Der gebürtige Bayer unterschri­eb 2009 in Düsseldorf. Seither hat er 228 Pflichtspi­ele bestritten und 21 Tore erzielt. Auch auf dem Neujahrsem­pfang am Sonntag war Fink als Vertreter des Teams anwesend. Eine Selbstvers­tändlichke­it für den 35-Jährigen. Er hat sich weiterentw­ickelt, aber verändert hat sich der offene, bodenständ­ige Fink nicht.

Zwischen all den Jungprofis, die Trainer Friedhelm Funkel ins Team integriert, sticht Fink hervor. Er ist nicht nur Fußballer, sondern auch Familienva­ter und – das spürt man bei jedem Gespräch mit ihm – ein reflektier­ter Mensch. Auf die Frage, welche Vorsätze er 2018 habe, antwortet er: „Gesundheit für meine Familie ist das Wichtigste.“Er wolle Freundscha­ften pflegen, sich als Mensch weiterentw­ickeln. Dann erst erklärt er, wie bedeutsam der sportliche Erfolg für ihn ist: „Der Aufstieg in die Bundesliga wäre für mich das i-Tüpfelchen.“

Finks Lust auf Fußball ist trotz langer Karriere noch groß. „Es fühlt sich immer noch so an, wie vor zehn Jahren“, sagt Fink.

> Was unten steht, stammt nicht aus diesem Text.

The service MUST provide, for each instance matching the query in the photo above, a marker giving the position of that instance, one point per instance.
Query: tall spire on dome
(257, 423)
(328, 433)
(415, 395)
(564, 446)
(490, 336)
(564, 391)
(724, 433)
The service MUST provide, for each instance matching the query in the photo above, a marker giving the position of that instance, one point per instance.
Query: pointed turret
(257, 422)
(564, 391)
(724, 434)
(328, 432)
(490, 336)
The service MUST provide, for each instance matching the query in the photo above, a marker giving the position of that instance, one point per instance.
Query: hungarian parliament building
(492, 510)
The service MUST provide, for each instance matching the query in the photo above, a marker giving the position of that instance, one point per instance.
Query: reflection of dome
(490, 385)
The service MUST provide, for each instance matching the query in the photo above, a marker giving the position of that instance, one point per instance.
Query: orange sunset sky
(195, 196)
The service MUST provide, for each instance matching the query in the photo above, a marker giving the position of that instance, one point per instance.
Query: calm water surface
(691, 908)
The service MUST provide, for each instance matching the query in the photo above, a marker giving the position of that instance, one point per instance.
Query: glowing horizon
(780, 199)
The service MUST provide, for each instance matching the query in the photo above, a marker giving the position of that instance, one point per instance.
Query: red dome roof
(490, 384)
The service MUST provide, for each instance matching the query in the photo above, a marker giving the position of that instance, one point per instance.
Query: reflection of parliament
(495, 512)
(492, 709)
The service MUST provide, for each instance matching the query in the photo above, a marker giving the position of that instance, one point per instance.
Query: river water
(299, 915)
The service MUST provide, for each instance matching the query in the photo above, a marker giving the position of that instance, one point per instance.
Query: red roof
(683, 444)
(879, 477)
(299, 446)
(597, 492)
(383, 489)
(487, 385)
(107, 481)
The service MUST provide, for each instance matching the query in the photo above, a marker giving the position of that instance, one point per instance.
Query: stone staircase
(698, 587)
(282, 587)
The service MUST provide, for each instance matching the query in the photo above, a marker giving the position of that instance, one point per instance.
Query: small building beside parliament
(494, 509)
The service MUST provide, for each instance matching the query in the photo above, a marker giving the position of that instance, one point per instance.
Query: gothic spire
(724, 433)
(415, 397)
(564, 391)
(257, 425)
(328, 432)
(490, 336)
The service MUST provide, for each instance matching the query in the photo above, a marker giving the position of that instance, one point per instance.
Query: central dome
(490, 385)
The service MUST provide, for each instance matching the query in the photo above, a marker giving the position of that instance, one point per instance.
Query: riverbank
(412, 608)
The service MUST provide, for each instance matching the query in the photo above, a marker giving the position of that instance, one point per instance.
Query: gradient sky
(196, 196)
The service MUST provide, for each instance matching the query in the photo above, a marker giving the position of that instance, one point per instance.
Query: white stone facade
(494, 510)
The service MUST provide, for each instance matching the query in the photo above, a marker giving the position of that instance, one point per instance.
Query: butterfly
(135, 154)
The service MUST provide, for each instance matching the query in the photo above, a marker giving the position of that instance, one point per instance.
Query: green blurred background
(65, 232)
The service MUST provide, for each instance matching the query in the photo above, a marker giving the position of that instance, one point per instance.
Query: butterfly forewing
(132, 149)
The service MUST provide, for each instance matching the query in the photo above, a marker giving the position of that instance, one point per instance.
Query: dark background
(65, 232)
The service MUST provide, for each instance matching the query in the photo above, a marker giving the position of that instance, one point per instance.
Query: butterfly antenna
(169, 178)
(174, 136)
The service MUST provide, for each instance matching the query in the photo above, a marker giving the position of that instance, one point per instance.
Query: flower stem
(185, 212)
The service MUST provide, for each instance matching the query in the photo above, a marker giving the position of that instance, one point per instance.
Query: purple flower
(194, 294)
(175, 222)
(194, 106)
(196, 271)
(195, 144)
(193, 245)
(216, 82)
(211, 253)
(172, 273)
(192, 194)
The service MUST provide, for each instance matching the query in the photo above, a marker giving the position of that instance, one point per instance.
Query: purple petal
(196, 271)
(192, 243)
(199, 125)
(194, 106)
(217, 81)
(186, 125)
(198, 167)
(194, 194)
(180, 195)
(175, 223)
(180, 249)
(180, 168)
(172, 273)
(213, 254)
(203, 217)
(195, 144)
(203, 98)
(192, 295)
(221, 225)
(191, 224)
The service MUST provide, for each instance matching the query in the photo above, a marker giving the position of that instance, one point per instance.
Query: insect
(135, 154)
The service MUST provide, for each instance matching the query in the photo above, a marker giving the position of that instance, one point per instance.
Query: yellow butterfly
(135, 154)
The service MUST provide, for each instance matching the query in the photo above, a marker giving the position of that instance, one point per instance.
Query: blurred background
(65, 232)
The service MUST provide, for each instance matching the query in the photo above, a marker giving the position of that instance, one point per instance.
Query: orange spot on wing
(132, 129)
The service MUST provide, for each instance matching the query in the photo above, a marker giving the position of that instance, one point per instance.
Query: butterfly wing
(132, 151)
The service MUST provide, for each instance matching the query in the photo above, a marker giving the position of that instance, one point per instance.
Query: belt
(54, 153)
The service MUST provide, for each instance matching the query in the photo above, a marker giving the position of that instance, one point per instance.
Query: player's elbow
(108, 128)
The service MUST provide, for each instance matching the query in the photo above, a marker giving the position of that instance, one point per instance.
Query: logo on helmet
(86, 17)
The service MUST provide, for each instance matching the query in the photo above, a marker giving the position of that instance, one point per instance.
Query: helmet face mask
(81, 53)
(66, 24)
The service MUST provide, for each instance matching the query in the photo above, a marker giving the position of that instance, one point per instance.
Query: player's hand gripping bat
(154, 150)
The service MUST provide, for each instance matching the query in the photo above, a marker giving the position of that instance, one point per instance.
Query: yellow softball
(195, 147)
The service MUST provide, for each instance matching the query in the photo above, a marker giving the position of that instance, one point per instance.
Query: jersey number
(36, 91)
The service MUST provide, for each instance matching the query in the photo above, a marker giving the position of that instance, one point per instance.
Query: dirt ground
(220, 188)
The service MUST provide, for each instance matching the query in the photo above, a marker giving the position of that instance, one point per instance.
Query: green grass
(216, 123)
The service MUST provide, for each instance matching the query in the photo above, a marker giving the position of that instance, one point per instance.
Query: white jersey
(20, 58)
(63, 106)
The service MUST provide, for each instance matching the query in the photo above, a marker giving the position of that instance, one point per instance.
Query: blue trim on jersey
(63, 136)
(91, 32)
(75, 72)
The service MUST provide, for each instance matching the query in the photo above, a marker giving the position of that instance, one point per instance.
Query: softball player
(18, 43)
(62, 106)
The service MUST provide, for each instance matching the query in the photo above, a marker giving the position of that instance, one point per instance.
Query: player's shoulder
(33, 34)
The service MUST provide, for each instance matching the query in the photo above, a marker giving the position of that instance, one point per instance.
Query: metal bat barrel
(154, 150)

Nur die Vor- und Nachbereit­ung der Spiele dauere heute länger. „Ich versuche da Vorbild für junge Spieler zu sein.“Den Start der Rest-Rückrunde, am 24. Januar gegen Erzgebirge Aue, könne er kaum noch abwarten. „Es gibt nichts Schöneres, als im Wettkampf um Punkte zu spielen.“

Pläne für die Karriere nach der Karriere hat Fink noch nicht. Der Traum, einmal in den USA zu spielen, lebe noch: „Solange ich fit bin, könnte ich mir eine Spielzeit in Amerika vorstellen.“Denn er sei nicht so naiv, zu glauben, dass Jobs bei der Fortuna „auf Bäumen wachsen“. Derzeit beschäftig­e er sich aber nur mit der aktuellen Saison und den kurzfristi­gen Zielen.

So geht es auch Trainer Funkel (64). Der Verein hielt an ihm fest, als es schwierig wurde, im vergangene­n Jahr, als man nur knapp den Abstieg abwendete. Bei 64 Spielen stand er als Cheftraine­r am Spielfeldr­and. Funkel kann mit seiner Art und der Trainererf­ahrung aus 27 Jahren in Krisenzeit­en beruhigen und für Fokus sorgen, wenn es so gut läuft, wie derzeit in Liga zwei.

Was Fink und Funkel eint: Sie identifizi­eren sich gänzlich mit der Fortuna, mit der Stadt, mit ihren Rollen. Beide kommen auf 23.581 Spielminut­en neben bzw. auf dem Rasen (davon Fink: 17.821). Was sie unterschei­det: Funkels Vertragsve­rlängerung steht aus. „Es ist mein Wunsch, bei Fortuna weiterzuma­chen“, erklärte er kürzlich erneut.